Fingin took a deep breath, trying hard to make his words work. “Her n-name is C-Cliodhna. She left over… fifteen winters past.” He swallowed another sip of mead. It seemed to help. “She had thick, dark curls with streaks of white then. B-b-black eyes. Pale skin. Strong voice. She loved p-p-poetry. We lived in th-the east, near a river.”
“Hm. That might describe half the women in Hibernia, to be true. I’ll inquire amongst the older monks. However, if they’ve been here too long, they wouldn’t have even seen a woman in dozens of winters. We have one who’s freshly arrived, so he might have seen her about in the world.
“Why don’t you bide here and rest? With your difficulty in speech, I might have more success on my own. If I have questions, I can always come fetch you. Will that suit?”
With some reservations, Fingin nodded. He’d expected to ask each monk himself but now felt relief at not being required to perform the onerous task.
The young blond monk exited the beehive hut and disappeared into the ever-present mist. Silence pressed in on Fingin, making him at once comforted and nervous. The white cloud blanket removed all sound, all movement, almost as if he lived in some ethereal afterlife, in Tír na nÓg, the land of the ever-living. And yet, the silence disturbed him, as if at any moment, some primal scream or a raving madman might shatter it.

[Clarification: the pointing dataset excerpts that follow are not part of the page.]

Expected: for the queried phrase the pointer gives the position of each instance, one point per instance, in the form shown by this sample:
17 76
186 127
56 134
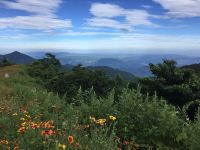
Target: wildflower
126 143
70 139
113 118
27 116
15 114
62 146
4 142
22 119
48 132
21 130
93 119
23 124
101 121
16 147
49 124
34 125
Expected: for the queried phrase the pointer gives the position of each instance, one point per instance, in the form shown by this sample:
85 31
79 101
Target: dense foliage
50 108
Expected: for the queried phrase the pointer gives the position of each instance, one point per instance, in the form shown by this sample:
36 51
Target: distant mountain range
18 58
136 64
194 67
110 72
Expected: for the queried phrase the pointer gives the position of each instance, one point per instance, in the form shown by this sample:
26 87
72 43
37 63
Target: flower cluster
27 123
102 121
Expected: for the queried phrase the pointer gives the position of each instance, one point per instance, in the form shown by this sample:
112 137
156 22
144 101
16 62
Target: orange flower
21 130
4 142
48 132
34 125
70 139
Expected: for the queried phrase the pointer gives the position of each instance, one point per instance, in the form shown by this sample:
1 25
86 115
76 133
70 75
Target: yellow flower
113 118
15 114
4 142
22 119
62 146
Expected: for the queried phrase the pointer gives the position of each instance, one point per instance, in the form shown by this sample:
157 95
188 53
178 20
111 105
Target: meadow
31 117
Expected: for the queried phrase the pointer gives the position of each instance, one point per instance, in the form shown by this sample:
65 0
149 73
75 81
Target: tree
5 62
176 85
45 69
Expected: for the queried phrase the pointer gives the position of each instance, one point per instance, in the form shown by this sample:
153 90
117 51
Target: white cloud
104 15
181 8
42 15
108 23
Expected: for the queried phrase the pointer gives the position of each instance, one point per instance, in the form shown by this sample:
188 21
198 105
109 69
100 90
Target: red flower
70 139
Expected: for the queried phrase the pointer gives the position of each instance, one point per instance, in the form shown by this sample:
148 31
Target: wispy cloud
105 14
42 15
181 8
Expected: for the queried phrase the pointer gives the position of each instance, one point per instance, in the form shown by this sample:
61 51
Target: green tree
177 85
5 62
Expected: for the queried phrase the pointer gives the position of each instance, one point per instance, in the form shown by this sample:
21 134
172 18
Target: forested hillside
43 106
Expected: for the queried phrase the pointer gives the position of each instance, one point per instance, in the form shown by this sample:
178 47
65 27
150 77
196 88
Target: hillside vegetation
44 107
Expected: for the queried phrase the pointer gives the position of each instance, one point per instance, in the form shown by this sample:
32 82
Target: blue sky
135 26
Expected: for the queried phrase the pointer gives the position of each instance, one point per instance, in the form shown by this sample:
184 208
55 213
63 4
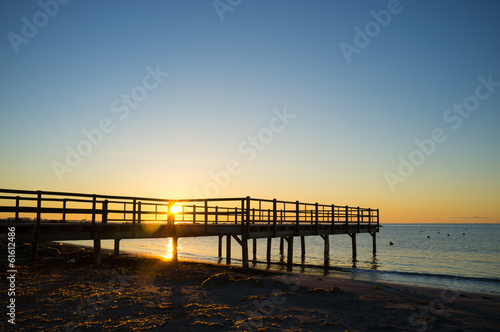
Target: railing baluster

He lay back on the pallet and closed his eyes, willing his body to relax. What could hurt him on this lonely mountain? Only religious men lived on this island. His parents would be thrilled to see him here, amongst their Christian people. His grandmother would be less thrilled. Would he ever find her? Would the brooch she held give him his normal voice back? Would it take away his ability to speak to animals? Would Bran and Sean still be friends with him if he couldn’t speak to them?
As these questions swirled in his mind like the mist around the mountaintop, he remained tense, unable to sleep.